Koffman is educating doctors and patients on the issue and lobbying the Canadian
government to help stop the practice.
“Doctors’ awareness of this is
surprisingly poor,” Dr. Koffman told the Medical Post. “We think it’s
increasing. I hope we’re wrong but we’re not.” Why has Dr. Koffman taken this
on? He believes the situation echoes that of the Holocaust. Dr. Koffman was
born in 1943 during the Second World War. His parents were Russian Jews, and as
such he had many extended family members who didn’t survive the Nazi gas
chambers. When the war was over, his father often rhetorically asked, “Why
didn’t someone help?” “It tortured my father. I’ve lived with Holocaust stories
my entire life,” said Dr. Koffman. “The Falun Gong situation echoes that. Why
isn’t anyone listening?” So Dr. Koffman is helping. He established a petition
urging the Canadian government to issue travel advisories warning people that
organ transplants in China
include the use of organs harvested from non-consenting donors such as Falun
Gong practitioners. He got the petition signed by 140 Canadian physicians from
coast to coast. It was presented to the House of Commons in December 2007.
Canada
at the forefront
Canada
is at the forefront of raising awareness of this issue. Winnipeg
human rights lawyer David Matas and Canada’s
former secretary of state David Kilgour investigated the allegations of organ
harvesting of Falun Gong practitioners in China. Their report, “Bloody
Harvest” (which was revised in January 2007), found strong evidence this is
truly occurring. One incriminating piece of evidence is the discrepancy between
the number of organs transplanted and the number of organs for which a source
was known. It added up to 41,500 unsourced organs in five years. “Everywhere in
the world transplant candidates wait years, except China where they wait days,” Matas
told the Medical Post. He and Kilgour found a website that showed a Chinese
transplantation network was charging between US$98,000 and $130,000 for a
liver, $62,000 for a kidney, and between $130,000 and $160,000 for a heart.
“In
China,
you’re paying people to kill other people for their organs,” said Matas.
Canadians are among the recipients of these organs. “We have indications,
through transplant doctors in Canada
we have interviewed, that at least 100 Canadians have gone to China for
transplants,” said Matas. Currently, the practice is not illegal. “If you were
to buy in Canada,
you are committing an offence, but if you buy abroad, you are not,” said Matas.
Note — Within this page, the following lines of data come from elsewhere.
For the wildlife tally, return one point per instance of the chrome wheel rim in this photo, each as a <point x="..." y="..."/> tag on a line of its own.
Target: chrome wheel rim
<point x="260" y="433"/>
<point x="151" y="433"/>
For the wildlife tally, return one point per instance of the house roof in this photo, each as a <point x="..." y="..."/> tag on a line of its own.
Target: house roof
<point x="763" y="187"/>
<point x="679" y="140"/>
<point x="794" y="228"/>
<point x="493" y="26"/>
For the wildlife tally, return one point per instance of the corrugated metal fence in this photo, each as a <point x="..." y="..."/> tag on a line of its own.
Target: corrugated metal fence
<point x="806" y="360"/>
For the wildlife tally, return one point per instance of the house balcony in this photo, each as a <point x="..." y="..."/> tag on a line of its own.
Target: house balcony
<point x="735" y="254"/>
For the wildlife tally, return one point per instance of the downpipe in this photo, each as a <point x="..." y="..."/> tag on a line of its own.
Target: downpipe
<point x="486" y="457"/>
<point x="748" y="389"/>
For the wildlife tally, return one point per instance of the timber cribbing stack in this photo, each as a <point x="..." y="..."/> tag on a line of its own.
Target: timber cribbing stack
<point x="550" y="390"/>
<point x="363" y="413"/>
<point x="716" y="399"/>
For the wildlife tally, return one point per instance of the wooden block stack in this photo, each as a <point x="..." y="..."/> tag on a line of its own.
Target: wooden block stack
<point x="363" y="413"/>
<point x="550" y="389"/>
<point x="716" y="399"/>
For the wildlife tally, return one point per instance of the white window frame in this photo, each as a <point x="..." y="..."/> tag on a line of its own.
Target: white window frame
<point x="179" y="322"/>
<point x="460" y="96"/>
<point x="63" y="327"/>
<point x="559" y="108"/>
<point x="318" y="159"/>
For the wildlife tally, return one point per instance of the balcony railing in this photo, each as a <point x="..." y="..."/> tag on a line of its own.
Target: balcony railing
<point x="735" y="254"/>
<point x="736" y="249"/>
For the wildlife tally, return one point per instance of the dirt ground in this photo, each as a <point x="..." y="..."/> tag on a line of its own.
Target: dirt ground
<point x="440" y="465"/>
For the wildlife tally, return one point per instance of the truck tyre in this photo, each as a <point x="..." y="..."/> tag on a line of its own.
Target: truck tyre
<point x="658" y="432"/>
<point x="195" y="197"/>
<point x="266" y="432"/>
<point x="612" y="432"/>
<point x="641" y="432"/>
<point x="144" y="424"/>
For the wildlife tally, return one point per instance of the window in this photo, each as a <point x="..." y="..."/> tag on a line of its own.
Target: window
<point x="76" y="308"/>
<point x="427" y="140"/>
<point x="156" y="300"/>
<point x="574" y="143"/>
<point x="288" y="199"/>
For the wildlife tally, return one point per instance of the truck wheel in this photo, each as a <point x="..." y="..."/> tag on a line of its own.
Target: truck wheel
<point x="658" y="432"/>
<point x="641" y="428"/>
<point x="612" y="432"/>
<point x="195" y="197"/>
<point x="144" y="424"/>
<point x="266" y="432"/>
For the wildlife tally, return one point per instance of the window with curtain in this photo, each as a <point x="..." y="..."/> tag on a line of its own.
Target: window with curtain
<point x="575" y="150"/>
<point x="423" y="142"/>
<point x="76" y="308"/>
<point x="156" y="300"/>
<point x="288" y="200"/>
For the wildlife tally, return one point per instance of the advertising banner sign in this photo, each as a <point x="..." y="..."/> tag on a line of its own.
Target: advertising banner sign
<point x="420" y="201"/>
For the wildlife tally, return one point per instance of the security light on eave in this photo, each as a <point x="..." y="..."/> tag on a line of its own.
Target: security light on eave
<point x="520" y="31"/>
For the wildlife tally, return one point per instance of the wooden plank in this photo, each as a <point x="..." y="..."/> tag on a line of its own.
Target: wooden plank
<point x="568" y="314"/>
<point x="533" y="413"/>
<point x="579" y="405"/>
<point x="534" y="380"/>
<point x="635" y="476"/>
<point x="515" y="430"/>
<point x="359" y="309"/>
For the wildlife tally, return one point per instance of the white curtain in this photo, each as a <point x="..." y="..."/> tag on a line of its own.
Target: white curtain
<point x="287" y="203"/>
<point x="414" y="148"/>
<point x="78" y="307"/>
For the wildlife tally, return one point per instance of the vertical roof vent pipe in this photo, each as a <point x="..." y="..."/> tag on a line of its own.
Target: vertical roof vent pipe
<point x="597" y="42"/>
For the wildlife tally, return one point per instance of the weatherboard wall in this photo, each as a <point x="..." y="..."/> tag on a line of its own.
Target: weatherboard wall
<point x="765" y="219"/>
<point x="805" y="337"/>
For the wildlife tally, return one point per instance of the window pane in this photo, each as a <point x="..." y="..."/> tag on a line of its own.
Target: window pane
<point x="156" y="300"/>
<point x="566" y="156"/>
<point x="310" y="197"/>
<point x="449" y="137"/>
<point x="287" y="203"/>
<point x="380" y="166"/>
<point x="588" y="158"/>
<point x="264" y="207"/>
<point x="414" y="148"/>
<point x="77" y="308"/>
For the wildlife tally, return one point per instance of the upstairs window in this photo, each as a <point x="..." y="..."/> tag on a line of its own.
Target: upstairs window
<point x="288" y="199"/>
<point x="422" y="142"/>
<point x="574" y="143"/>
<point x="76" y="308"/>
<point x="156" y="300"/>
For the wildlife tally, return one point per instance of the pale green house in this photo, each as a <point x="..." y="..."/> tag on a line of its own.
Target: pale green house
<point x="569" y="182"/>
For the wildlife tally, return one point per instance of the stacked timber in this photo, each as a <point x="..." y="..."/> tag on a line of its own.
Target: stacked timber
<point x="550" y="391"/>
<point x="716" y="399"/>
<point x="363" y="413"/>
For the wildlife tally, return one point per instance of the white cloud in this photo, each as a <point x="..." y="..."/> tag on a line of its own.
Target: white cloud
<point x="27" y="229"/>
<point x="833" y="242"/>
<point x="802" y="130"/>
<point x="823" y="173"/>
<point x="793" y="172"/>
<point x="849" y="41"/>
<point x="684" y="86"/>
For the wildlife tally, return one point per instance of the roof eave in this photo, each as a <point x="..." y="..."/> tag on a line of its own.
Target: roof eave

He believes buying organs in another country is a crime against humanity
heinous enough to be prosecuted here. “That’s the problem with the law, it
basically allows a reprehensible trade to flourish. People don’t face legal
sanctions if they buy in China.”
The Chinese Embassy in Ottawa
has called the Kilgour/Matas report “groundless and biased.”
Chinese Medical
Association (CMA)
A recent
agreement between the World Medical Association and the Chinese Medical
Association represented something of a step forward. The Chinese doctors’ group
agreed to end organ sourcing from prisoners in China except for prisoners donating
organs to their immediate family members. But, as a letter from DAFOH Chief
Executive Director Dr. Torstan Trey to the WMA pointed out, “It is only the
Chinese government that can stop this practice [not the CMA].”
Under
international pressure and with the Olympics coming up, China strengthened its organ transplant laws
last year, banning the harvesting of organs from non-consenting donors and
requiring hospitals to register all transplants with Beijing. But as Matas and Kilgour note in their
report, China
is not ruled by law; it is ruled by the Communist Party. Dr. Koffman insisted
the practice is continuing, calling it another Holocaust. “Facing such
atrocities, conscience forbids me from remaining silent,” he said.